Fishel Benkhald has been dubbed 'The Last Jew in Pakistan' by the international media.
Pakistan has allowed a 29-year-old Jewish activist to change his religion from Islam to Judaism, an unusual move by authorities in the country. In normal circumstances, it would have been a normal practice to let Fishel Benkhald get religion of his choice in the column of religion for the forms filled to get national identity card and passport.
But it was a task for Benkhaled as he was registered as a Muslim, and it could be interpreted as apostasy. The ministry of interior in Pakistan has recently given the green light in response to Benkhaled's application where he had sought 'conversion/correction' of his religion from Islam to Judaism in his national identity documents, the Express Tribune reported.
In the National Database and Registration Authority (NADRA), Benkhald is registered as a Muslim. Faisal, as he is known in his current identity documents, was born to a Muslim father and a Jewish mother in Karachi in 1987. He was registered as a Muslim due to his father's religion.
However, he made an appeal to the NADRA to allow him to return to the religion of his choice, Judaism, by correcting it in a smart ID card he had applied for last year.
NADRA, which was in a fix over the issue, had asked for the interior ministry's opinion to correct the religion of a former Muslim, a ministry source was quoted as saying by the daily.
In its response, the ministry said in writing that "the applicant may be allowed to practice religion of (his) choosing and preference".
NADRA usually turns down such requests, especially from Muslims to any other faith, due to the sensitive religious atmosphere in the country.
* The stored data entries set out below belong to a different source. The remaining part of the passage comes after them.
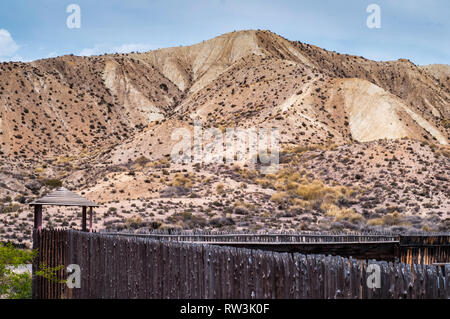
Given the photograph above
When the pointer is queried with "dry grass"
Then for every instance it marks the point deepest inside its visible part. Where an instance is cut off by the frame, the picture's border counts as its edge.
(394, 219)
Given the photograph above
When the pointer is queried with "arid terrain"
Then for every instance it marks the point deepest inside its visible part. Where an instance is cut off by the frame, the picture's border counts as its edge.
(363, 144)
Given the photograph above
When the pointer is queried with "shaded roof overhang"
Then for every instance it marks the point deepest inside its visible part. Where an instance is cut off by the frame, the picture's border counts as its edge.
(64, 197)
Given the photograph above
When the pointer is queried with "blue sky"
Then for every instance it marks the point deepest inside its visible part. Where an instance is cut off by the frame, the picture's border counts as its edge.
(418, 30)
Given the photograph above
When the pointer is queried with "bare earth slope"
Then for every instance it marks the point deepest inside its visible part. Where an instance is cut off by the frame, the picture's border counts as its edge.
(86, 120)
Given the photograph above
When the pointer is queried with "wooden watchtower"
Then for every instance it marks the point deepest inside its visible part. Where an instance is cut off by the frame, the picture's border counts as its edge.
(63, 197)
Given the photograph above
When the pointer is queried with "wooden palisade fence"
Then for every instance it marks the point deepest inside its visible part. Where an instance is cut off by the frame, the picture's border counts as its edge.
(114, 266)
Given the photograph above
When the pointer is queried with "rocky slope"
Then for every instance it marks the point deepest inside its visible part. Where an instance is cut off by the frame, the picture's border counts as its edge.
(103, 126)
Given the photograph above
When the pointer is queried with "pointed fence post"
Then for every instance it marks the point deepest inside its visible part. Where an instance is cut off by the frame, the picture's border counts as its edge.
(38, 217)
(90, 219)
(83, 221)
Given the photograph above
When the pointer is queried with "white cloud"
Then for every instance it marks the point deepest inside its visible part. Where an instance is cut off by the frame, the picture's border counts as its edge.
(7, 44)
(124, 48)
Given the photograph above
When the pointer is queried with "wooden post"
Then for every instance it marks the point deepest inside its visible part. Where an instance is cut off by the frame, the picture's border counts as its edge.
(90, 219)
(83, 221)
(38, 217)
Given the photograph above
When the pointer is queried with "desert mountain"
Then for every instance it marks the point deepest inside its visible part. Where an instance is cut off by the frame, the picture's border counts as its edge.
(57, 106)
(103, 125)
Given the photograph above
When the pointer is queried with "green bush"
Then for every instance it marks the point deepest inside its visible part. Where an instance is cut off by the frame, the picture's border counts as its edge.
(13, 285)
(53, 183)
Although the interior ministry has given the green signal, NADRA has yet to issue a smart card after correcting Benkhald's religion.
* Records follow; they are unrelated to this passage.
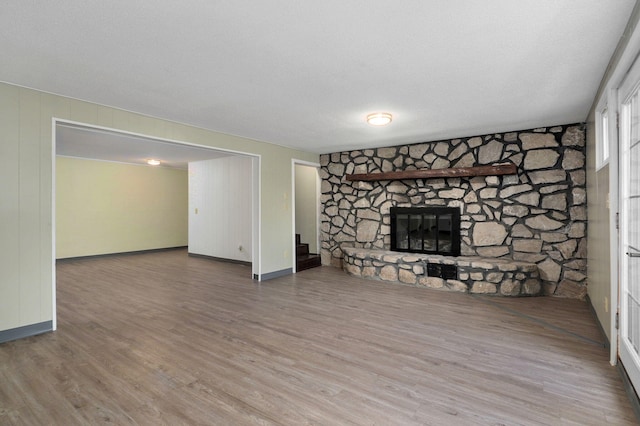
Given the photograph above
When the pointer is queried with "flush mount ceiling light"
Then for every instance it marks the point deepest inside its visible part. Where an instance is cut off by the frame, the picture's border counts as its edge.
(379, 118)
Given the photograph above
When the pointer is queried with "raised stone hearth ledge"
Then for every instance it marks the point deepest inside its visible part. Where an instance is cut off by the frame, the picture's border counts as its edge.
(500, 277)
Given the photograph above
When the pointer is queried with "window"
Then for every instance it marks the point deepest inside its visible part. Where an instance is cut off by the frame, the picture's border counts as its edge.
(602, 138)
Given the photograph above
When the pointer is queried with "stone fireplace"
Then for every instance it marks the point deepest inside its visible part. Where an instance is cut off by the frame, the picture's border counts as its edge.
(536, 216)
(433, 230)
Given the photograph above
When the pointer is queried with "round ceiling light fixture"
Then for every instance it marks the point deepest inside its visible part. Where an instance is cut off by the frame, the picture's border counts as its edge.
(379, 118)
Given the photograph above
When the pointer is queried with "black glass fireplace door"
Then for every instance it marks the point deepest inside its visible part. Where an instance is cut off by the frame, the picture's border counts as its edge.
(426, 230)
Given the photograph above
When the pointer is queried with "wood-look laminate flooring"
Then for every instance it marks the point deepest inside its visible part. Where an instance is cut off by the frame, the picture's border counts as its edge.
(167, 339)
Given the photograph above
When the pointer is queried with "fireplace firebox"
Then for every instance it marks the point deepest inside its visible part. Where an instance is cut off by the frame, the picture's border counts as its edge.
(434, 230)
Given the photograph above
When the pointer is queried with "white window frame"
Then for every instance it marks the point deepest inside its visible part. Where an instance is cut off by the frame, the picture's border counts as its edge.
(603, 124)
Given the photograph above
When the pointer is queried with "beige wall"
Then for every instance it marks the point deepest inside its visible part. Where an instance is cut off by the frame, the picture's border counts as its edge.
(26, 191)
(105, 207)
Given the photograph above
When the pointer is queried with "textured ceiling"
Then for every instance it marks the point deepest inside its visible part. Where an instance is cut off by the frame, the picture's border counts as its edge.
(305, 74)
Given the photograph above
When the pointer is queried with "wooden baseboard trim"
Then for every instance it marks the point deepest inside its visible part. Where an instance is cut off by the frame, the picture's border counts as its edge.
(274, 274)
(99, 256)
(220, 259)
(25, 331)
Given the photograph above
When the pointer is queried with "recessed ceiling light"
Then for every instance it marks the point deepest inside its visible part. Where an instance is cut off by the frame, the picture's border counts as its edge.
(379, 118)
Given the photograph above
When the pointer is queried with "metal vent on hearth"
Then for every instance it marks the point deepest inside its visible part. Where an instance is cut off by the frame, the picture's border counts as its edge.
(446, 272)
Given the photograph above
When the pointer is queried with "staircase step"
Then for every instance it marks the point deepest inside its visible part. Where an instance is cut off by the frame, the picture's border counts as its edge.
(308, 261)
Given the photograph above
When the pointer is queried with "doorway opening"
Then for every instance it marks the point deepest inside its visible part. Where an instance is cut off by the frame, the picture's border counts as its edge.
(306, 215)
(125, 155)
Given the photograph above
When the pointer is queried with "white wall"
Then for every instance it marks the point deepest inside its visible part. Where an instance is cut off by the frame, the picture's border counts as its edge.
(602, 263)
(307, 205)
(27, 291)
(220, 208)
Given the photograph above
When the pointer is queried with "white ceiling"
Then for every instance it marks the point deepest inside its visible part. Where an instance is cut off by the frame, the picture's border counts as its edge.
(304, 74)
(83, 142)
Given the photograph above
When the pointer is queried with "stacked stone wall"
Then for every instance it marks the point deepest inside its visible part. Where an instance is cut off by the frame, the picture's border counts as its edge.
(538, 215)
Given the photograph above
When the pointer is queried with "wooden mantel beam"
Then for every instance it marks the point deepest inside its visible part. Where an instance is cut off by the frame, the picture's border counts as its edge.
(492, 170)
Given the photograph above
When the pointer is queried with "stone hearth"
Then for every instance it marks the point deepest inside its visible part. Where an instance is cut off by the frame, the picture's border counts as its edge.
(537, 216)
(503, 277)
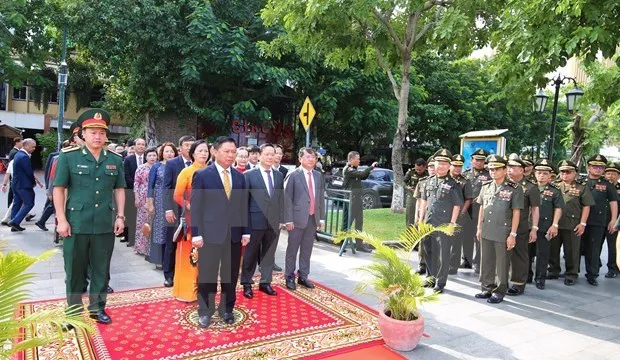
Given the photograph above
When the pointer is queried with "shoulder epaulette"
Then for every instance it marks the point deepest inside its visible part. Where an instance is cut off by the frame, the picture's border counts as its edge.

A document available with daily suggests that correspondence between the ministry of interior and NADRA over the issue had taken place in February-March 2017.
Benkhald thanked the authorities, especially the interior ministry and NADRA, for granting him the right to profess religion of his choice, the report said.
"I studied Islam in childhood. But I never practiced it as a religion," Benkhald said adding that he would consider that a positive development in his case as a treat from Pakistani authorities for upcoming Passover - a religious event of Jews to commemorate their liberation from Egyptian slavery celebrated in March-April.
Pakistani Jews, a few in numbers, usually hide their identity from public. According to a top NADRA official, their identity details, such as house addresses, in the authority's records are treated as top secret.
There are some 745 registered Jew families in Pakistan, the official said.
Benkhald said that recently he has mentioned himself as a Jew in the religion column during the ongoing census in Pakistan. Both the mother and father of Benkhald died in 1996 and 1998, respectively.
"First milestone has been achieved," said Benkhald, who has also been campaigning for preserving an old Jewish cemetery in Karachi.
His interesting story in past had caught attention of international media where he was dubbed 'The Last Jew in Pakistan'.
Religious scholar Mufti Abdul Sattar, commenting over the issue, said a child was not bound to carry on the religion of his/her father or mother.